Studies hebben aangetoond dat een manier om de groei van dergelijke nuttige micro-organismen te bevorderen en hun samenstelling te moduleren voor een gezond evenwicht, is om bepaalde vormen van vezels toe te voegen, zoals inuline, aan ons dieet. Echter, van alle tientallen biljoenen micro-organismen in de darmflora, het was moeilijk om te bepalen welke en hoe micro-organismen reageren op voedingsvezels. Dit komt omdat de huidige technieken afhankelijk zijn van de beschikbaarheid van referentiegenomen in DNA-sequentiedatabases voor nauwkeurige taxonomische classificatie en nauwkeurige functionele toewijzingen van specifieke organismen, maar in werkelijkheid, naar schatting de helft van de menselijke darmsoorten heeft geen referentiegenoom.
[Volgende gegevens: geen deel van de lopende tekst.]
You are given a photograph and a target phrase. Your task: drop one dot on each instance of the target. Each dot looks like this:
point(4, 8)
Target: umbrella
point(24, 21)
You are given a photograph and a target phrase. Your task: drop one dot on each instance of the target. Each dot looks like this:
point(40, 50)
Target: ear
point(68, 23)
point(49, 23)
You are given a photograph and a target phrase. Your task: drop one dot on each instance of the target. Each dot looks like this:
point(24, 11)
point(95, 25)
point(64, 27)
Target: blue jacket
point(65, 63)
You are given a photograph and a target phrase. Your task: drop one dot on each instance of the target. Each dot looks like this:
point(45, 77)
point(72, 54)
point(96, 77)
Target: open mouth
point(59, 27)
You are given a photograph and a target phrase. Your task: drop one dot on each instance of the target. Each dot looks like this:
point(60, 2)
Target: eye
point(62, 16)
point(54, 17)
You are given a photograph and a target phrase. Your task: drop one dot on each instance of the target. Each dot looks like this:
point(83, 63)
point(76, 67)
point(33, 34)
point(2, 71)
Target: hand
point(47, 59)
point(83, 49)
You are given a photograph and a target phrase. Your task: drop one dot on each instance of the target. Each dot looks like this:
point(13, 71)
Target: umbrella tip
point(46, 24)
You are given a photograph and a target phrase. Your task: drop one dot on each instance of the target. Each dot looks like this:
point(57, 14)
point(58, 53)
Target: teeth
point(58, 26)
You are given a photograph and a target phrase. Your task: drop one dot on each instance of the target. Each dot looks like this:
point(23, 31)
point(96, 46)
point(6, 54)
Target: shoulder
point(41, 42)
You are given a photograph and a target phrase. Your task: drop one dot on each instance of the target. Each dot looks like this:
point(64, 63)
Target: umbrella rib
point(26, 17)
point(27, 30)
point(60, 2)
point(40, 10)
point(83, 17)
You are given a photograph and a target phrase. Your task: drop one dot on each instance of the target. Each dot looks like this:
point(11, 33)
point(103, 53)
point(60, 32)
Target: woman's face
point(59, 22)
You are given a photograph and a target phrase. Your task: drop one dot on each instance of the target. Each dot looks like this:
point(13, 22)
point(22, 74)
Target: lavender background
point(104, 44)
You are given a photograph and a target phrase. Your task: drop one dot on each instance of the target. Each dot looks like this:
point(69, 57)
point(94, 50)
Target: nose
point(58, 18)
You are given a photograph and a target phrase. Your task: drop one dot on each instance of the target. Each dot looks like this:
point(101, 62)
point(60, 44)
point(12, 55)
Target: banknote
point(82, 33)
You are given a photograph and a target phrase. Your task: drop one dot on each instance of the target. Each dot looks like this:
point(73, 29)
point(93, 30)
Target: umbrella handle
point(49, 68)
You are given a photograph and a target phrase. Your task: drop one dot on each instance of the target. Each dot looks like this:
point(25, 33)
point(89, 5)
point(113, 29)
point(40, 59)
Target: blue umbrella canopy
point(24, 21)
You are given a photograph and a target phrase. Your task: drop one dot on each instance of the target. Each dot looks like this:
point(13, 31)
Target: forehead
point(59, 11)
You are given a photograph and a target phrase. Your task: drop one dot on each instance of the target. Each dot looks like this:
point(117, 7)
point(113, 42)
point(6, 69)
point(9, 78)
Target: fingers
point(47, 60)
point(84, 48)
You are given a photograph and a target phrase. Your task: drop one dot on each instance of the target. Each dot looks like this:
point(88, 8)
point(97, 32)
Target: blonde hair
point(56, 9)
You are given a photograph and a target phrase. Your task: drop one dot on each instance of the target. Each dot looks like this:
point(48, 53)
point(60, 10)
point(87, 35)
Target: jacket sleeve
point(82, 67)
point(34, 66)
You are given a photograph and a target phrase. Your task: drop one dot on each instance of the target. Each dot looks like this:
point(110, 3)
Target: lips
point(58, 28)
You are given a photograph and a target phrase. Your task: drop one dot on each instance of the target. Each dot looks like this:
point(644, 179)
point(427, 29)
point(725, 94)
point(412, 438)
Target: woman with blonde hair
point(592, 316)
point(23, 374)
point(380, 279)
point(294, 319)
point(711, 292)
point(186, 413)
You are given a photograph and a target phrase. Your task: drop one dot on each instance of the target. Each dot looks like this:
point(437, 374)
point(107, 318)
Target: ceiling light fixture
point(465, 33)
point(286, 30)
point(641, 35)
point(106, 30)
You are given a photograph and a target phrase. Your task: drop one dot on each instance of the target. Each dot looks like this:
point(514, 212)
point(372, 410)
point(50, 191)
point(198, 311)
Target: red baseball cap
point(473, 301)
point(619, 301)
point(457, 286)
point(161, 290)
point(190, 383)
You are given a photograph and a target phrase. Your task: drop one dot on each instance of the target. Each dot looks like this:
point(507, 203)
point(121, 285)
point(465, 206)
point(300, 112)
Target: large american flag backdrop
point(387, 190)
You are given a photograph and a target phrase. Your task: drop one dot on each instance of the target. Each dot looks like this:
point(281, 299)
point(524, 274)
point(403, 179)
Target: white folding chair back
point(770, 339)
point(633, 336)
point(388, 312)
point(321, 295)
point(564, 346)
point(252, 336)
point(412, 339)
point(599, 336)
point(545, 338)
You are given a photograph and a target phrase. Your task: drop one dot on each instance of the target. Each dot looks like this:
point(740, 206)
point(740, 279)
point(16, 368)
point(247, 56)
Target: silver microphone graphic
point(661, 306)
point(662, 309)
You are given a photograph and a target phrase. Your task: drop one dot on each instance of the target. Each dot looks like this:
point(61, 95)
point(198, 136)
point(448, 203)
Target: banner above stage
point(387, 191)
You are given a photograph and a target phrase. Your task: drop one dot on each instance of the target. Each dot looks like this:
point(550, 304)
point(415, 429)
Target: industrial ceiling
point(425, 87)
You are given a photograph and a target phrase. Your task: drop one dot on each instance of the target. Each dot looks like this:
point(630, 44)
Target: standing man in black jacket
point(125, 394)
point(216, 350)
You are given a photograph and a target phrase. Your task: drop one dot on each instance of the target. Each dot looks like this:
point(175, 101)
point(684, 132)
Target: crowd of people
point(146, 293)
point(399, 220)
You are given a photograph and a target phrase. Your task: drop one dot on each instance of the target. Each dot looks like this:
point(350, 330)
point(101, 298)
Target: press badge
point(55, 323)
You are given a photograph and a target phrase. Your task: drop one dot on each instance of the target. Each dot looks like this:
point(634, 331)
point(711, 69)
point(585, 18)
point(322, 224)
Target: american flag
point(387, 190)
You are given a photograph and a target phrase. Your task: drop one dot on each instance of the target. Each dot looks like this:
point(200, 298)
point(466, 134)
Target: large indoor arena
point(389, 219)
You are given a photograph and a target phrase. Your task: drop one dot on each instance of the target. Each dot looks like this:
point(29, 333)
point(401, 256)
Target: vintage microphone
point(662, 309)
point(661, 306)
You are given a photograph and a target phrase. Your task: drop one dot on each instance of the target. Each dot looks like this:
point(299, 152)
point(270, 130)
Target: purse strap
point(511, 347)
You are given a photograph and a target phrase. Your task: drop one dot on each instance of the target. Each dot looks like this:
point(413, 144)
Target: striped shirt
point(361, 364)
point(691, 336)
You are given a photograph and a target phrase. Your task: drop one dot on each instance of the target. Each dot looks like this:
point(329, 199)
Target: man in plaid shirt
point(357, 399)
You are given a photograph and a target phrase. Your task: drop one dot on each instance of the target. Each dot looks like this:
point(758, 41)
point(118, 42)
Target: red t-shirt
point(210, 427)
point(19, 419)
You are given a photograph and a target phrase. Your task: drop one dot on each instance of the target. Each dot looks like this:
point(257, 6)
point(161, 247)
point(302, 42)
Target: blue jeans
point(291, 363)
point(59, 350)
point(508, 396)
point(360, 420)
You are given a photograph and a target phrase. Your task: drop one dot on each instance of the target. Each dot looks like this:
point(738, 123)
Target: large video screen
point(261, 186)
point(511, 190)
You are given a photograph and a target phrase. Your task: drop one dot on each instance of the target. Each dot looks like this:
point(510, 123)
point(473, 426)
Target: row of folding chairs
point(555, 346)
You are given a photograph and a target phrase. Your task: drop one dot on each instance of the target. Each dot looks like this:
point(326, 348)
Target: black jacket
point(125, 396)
In aanvulling, bestaande technieken hebben uren of zelfs dagen nodig om de taak te voltooien.
Om dit probleem aan te pakken, Wetenschappers van de Waseda University bedachten een nieuwe techniek genaamd de single-cell geamplificeerde genomen in gel beads sequencing (SAG-gel) platform, die meerdere ontwerpgenomen van de darmmicrobiota tegelijk kan bieden en bacteriën kan identificeren die op soortniveau reageren op voedingsvezels zonder dat er bestaande referentiegenomen nodig zijn. Bovendien, het voordeel van deze techniek is dat het slechts 10 minuten duurt om conceptgenomen te verkrijgen uit ruwe gegevens van de sequentiebepaling van het hele genoom, aangezien alle gegevens puur zijn afgeleid van individuele microben. Dit versnelt de tijd die nodig is voor het proces aanzienlijk.
Onze nieuwe, eencellige genoomsequencing-techniek kan elk bacterieel genoom afzonderlijk verkrijgen en niet-gecultiveerde bacteriën karakteriseren met specifieke functies in de microbiota, en dit kan ons helpen bij het schatten van metabole lijnen die betrokken zijn bij de bacteriële fermentatie van vezels en metabolische resultaten in de darm op basis van de ingenomen vezels. Het introduceert een verbeterde en efficiënte functionele analyse van niet-gecultiveerde bacteriën in de darm."
Masahito Hosokawa, assistent-professor aan de Faculteit Wetenschappen en Techniek van Waseda University en corresponderende auteur van deze studie
Wat de wetenschappers deden, was muizen gedurende twee weken een op inuline gebaseerd dieet geven en de techniek gebruikten om willekeurige bacteriële cellen die in de fecale monsters van de muizen werden gevonden, in kleine gelparels te vangen. De bacteriecellen werden vervolgens afzonderlijk verwerkt in de gelparels die in een reageerbuis dreven, en meer dan 300 eencellige geamplificeerde genomen (SAG's), of genomen van een eencellig organisme zoals bacteriën, werden verkregen door massaal parallelle sequencing. Omdat elke SAG gemiddeld uit tienduizenden reads bestaat, het maakt extreem kostenefficiënte sequencing van het hele genoom van doelcellen mogelijk. Na kwaliteitscontrole en classificatie van de SAG's, de wetenschappers bepaalden welke bacteriën verantwoordelijk waren voor het afbreken van inuline en het winnen van energie.
"Volgens onze resultaten, het inulinerijke dieet verhoogde activiteiten door de Bacteriën soorten in de darm van de muis, Hosokawa legt uit. "Ook, uit de conceptgenomen van nieuw gevonden Bacteriën soort, we ontdekten het specifieke gencluster voor het afbreken van inuline en de specifieke metabole route voor de productie van specifieke vetzuren met een korte keten, een metaboliet die wordt geproduceerd door de darmflora. Dergelijke bevindingen zullen wetenschappers in de toekomst helpen om de metabole fermentatie van voedingsvezels te voorspellen op basis van de aanwezigheid en het vermogen van de specifieke responders."
Deze techniek kan worden toegepast op bacteriën die overal leven, of het zich in de menselijke darm bevindt, in de oceaan, of zelfs in de bodem. Hoewel de nauwkeurigheid ervan moet worden verbeterd, omdat het lezen van de DNA-sequentie voor sommige genregio's moeilijk wordt geacht, Hosokawa hoopt dat deze techniek zal worden toegepast in de geneeskunde en de industrie en gebruikt zal worden om de gezondheid van mens en dier te verbeteren.
Hun bevindingen werden gepubliceerd in Microbioom op 23 januari, 2020.